Conference participants responded enthusiastically to what they heard. “So many of the mission teams that come down here to the Dominican Republic are afraid to talk about their faith,” said the Rev. Emilio Martin of the diocese, “but mission is based on faith.”

“If you’re only doing actions and not words, you’re leaving out half the story,” said the Rev. Veronika Travis of St. Luke’s Church in Alexandria, Virginia. “We’re hamstringing ourselves if it’s only actions and not words.”

“Evangelism isn’t a dirty word for me,” Anna Sutterish of the Diocese of Ohio, a senior at Bexley Seabury Seminary, said as she highlighted generational differences in Episcopal attitudes toward evangelism. “I’m 29 years old and I have no problem with evangelism.”

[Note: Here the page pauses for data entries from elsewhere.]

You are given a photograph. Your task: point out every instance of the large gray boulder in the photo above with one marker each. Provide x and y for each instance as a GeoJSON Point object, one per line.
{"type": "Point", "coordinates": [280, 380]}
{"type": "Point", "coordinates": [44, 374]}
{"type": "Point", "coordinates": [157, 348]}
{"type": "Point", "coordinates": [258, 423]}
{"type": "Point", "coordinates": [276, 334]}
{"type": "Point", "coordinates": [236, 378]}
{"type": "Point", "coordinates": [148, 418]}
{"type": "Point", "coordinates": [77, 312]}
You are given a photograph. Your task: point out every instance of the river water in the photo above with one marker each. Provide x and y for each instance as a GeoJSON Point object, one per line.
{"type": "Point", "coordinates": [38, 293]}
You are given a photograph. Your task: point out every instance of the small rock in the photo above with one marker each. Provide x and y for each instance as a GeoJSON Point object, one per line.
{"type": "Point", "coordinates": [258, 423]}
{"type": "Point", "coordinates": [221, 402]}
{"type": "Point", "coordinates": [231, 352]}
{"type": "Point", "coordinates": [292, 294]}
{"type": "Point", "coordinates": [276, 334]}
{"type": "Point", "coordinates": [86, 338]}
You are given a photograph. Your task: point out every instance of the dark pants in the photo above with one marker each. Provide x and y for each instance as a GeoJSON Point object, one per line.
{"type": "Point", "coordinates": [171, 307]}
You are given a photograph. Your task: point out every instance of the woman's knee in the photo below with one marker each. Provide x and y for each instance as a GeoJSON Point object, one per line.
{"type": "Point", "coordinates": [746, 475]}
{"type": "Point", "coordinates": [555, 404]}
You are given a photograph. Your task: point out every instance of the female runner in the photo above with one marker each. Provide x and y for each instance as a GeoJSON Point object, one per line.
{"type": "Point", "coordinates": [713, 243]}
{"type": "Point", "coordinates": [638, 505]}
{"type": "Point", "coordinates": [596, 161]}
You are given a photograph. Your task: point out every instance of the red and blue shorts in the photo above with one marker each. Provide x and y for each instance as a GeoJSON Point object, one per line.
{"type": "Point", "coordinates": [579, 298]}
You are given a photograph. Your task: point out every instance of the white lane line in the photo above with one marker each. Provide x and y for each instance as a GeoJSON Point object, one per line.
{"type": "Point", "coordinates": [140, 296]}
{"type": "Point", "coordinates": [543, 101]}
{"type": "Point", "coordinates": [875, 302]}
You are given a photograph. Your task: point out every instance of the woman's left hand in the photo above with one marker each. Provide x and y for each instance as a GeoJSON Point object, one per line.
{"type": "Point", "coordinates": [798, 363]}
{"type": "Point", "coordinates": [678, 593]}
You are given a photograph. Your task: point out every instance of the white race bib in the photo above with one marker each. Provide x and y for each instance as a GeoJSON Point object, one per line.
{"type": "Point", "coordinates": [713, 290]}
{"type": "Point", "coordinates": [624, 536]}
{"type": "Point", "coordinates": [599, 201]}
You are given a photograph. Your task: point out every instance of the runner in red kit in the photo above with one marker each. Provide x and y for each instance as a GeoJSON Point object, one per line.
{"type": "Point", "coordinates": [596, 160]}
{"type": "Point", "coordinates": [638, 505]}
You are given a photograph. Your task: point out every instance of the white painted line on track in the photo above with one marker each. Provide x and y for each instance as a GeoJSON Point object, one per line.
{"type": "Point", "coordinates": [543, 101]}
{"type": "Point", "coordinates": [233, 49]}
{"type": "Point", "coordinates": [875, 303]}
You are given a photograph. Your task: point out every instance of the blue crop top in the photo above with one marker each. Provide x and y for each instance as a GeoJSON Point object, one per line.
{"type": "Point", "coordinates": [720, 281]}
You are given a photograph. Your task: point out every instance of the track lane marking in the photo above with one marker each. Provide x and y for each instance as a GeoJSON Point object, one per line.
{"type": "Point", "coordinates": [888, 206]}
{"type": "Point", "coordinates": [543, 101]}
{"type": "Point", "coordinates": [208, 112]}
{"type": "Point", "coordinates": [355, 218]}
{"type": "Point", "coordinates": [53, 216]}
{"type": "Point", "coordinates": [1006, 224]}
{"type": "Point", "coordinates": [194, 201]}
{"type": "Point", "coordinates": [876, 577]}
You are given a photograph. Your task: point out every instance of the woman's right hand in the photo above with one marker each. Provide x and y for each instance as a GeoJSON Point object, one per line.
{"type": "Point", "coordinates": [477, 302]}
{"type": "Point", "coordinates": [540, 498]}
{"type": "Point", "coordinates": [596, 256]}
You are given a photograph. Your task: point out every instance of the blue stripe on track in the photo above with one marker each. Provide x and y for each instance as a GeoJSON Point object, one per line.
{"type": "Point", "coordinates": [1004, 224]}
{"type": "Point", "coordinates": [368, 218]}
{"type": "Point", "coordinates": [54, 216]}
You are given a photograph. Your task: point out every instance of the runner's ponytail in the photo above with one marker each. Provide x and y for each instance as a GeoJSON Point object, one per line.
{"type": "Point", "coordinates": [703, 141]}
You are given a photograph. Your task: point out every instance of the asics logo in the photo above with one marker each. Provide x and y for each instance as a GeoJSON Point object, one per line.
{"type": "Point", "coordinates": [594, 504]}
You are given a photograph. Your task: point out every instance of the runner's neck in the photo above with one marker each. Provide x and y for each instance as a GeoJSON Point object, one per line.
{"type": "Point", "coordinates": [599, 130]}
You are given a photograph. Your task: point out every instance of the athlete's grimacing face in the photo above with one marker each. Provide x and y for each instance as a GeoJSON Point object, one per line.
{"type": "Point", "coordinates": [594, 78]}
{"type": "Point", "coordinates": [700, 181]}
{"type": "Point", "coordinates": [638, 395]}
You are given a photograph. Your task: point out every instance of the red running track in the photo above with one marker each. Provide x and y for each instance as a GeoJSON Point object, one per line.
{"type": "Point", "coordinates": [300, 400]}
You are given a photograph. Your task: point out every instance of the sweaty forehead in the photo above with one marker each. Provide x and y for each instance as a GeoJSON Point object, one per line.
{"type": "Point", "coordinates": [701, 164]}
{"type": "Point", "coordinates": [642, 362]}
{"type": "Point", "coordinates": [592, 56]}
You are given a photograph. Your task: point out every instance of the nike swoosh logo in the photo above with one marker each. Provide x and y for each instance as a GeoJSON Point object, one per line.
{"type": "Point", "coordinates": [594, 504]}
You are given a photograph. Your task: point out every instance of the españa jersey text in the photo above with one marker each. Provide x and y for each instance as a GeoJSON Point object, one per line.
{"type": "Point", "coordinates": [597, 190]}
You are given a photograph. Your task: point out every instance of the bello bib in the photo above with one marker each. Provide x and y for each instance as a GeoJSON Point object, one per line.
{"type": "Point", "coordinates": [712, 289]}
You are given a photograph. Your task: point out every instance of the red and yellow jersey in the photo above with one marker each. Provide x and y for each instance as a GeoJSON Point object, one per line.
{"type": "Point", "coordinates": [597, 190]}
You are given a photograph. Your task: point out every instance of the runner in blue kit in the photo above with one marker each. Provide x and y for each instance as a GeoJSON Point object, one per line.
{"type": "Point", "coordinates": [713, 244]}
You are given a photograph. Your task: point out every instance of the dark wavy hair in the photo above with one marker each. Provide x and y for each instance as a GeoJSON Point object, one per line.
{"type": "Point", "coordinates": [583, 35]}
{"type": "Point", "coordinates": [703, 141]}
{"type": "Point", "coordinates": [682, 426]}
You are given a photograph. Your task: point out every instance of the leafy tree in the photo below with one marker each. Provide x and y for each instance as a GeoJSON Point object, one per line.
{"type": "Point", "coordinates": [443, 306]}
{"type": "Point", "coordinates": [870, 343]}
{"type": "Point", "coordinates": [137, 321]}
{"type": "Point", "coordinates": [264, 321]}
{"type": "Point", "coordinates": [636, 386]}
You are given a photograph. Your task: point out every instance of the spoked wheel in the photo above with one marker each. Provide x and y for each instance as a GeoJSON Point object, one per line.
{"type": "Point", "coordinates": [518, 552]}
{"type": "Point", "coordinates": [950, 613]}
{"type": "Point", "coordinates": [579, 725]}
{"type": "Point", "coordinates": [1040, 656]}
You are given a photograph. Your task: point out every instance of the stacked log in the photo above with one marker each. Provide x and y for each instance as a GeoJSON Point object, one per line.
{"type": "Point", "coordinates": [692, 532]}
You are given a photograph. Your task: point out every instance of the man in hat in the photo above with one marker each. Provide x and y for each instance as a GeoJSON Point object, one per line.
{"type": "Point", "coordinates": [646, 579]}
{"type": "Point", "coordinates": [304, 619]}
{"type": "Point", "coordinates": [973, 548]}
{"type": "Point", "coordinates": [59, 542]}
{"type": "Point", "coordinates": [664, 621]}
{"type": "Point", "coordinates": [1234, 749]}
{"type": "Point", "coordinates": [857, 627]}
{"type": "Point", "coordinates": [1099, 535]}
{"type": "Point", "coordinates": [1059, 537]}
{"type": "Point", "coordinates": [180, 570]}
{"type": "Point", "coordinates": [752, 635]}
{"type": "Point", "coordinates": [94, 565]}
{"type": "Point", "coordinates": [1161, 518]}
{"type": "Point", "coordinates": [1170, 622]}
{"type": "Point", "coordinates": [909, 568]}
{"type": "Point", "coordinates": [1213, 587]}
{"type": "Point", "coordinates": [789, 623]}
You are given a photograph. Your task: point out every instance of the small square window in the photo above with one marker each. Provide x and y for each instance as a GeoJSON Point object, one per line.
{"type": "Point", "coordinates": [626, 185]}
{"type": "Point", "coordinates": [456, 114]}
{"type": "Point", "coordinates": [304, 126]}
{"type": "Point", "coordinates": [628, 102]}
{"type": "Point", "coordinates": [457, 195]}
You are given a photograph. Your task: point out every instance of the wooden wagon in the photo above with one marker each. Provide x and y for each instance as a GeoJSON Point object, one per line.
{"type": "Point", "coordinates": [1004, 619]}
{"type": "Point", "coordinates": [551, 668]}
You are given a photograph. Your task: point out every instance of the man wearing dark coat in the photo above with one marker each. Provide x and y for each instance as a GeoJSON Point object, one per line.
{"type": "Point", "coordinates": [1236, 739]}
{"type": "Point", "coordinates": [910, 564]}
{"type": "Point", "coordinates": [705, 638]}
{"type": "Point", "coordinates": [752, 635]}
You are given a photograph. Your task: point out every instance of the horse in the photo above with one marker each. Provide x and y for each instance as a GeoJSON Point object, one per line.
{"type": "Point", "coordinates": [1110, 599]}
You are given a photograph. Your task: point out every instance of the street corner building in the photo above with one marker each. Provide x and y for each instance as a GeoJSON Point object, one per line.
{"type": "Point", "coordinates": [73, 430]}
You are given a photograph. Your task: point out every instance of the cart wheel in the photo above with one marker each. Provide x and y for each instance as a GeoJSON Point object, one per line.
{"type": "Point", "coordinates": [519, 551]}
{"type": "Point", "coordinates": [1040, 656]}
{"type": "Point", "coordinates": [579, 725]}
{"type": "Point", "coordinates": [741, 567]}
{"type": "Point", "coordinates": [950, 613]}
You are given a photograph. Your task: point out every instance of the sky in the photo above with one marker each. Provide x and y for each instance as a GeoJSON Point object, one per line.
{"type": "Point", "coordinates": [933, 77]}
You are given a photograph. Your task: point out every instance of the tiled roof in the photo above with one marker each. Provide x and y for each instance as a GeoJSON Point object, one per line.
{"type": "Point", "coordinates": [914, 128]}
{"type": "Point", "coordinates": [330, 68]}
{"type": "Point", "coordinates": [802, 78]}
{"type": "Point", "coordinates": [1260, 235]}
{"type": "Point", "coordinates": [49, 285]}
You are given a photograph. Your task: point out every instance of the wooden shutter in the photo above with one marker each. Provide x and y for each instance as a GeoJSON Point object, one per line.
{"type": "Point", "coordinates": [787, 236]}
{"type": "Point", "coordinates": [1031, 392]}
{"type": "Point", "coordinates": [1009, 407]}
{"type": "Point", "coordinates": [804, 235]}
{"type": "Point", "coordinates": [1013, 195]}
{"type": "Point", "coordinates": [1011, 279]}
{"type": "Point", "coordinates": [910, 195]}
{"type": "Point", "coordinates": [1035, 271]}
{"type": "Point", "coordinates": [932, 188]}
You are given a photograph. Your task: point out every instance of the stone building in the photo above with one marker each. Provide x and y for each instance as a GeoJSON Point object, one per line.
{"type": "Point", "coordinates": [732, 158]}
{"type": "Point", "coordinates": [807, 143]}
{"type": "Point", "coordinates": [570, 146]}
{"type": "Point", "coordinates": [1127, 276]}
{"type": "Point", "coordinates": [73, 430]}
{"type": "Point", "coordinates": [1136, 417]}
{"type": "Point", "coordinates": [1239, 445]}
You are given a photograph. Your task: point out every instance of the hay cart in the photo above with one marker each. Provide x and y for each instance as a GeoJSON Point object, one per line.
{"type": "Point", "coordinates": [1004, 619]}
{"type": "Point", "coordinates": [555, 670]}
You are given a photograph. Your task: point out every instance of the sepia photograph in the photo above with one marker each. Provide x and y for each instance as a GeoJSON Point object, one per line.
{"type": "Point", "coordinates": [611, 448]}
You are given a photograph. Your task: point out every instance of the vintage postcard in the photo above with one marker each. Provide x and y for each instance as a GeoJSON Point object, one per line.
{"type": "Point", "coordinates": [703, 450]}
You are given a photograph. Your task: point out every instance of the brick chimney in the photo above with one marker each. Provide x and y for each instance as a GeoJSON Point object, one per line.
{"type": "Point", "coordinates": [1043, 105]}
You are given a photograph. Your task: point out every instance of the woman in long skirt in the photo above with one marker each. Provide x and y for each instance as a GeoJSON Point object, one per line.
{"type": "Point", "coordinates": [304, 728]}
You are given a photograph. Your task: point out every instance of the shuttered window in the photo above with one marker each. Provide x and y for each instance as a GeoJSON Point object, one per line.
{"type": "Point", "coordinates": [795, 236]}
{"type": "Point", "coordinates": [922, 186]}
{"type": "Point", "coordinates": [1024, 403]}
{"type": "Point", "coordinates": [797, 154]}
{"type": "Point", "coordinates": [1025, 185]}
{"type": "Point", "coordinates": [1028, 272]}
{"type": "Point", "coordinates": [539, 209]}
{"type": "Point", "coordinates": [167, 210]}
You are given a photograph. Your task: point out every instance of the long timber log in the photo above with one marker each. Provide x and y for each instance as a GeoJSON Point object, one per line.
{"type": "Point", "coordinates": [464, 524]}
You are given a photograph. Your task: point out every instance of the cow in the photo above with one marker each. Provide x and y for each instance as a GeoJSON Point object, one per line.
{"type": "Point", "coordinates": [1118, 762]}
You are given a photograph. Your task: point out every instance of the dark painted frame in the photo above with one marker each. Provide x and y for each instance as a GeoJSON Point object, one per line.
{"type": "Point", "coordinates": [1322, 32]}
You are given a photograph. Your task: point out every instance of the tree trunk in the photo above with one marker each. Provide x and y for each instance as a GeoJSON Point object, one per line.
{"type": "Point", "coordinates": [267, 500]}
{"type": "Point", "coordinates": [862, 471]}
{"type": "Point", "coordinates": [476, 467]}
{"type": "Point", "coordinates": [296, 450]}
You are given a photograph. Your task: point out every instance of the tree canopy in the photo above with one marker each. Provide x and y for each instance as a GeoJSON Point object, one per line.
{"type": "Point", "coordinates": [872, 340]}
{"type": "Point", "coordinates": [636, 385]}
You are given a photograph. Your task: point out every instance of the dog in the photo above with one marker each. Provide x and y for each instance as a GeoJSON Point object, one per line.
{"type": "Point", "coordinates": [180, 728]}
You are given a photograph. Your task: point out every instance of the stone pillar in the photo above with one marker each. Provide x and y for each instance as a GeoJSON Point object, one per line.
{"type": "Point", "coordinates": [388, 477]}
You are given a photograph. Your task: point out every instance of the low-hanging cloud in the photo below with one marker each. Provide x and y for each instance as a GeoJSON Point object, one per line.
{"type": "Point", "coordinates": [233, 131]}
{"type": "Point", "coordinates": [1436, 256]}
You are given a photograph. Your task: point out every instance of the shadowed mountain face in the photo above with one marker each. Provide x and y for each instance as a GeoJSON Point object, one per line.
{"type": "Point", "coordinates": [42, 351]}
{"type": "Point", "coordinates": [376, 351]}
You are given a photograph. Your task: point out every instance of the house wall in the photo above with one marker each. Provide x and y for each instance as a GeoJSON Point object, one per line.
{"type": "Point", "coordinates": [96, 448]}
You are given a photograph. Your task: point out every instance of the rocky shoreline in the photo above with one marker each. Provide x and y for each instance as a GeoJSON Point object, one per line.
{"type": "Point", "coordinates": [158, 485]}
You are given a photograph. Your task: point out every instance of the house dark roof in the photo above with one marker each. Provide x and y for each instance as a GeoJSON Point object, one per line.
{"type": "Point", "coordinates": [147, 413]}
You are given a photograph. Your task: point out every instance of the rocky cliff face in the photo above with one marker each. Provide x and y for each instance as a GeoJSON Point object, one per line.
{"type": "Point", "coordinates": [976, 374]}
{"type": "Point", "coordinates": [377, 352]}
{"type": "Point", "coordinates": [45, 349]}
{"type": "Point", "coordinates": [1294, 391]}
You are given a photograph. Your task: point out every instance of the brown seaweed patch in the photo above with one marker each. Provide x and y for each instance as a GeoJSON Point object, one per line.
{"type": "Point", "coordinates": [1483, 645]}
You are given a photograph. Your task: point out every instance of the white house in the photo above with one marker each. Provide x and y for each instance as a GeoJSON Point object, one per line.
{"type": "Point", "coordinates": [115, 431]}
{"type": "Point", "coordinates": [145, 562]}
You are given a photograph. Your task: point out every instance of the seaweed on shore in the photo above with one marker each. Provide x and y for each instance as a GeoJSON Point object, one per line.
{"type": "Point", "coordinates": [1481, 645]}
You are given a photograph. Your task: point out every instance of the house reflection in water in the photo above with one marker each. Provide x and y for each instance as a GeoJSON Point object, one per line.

Responding to the common question, “Isn’t evangelism disrespectful to non-Christians?” Spellers said, “It’s disrespectful to shove religion at people, to proselytize and denounce other pathways to God. But if you speak with generosity, curiosity and gratitude, then people respond more positively.”

The conference concluded with visits to congregational and medical mission sites on the island. Patrons of conference receptions were Bexley Seabury Seminary, the Diocese of Connecticut and the Dominican Development Group.

GEMN’s Mission Formation Program preceded the conference, this year enrolling a record 14 participants to spend a day exploring biblical foundations, mission theology, cultural dynamics and the practicalities of catalyzing mission vision and mutuality with companions around the world. The four participants graduating from the two-year program shared their projects: field research on indigenous religious rites in the Philippines; work on GEMN’s curriculum based on “The Way of Love”; exploring ways of enabling Honduran women to economically manage their monthly cycles without missing school or work; and a memoir about working in GEMN since its inception in 1994.

The Global Episcopal Mission Network links dioceses, congregations, mission organizations, seminaries and individuals throughout the Episcopal Church to “proclaim, inspire and ignite the joy of God’s mission.”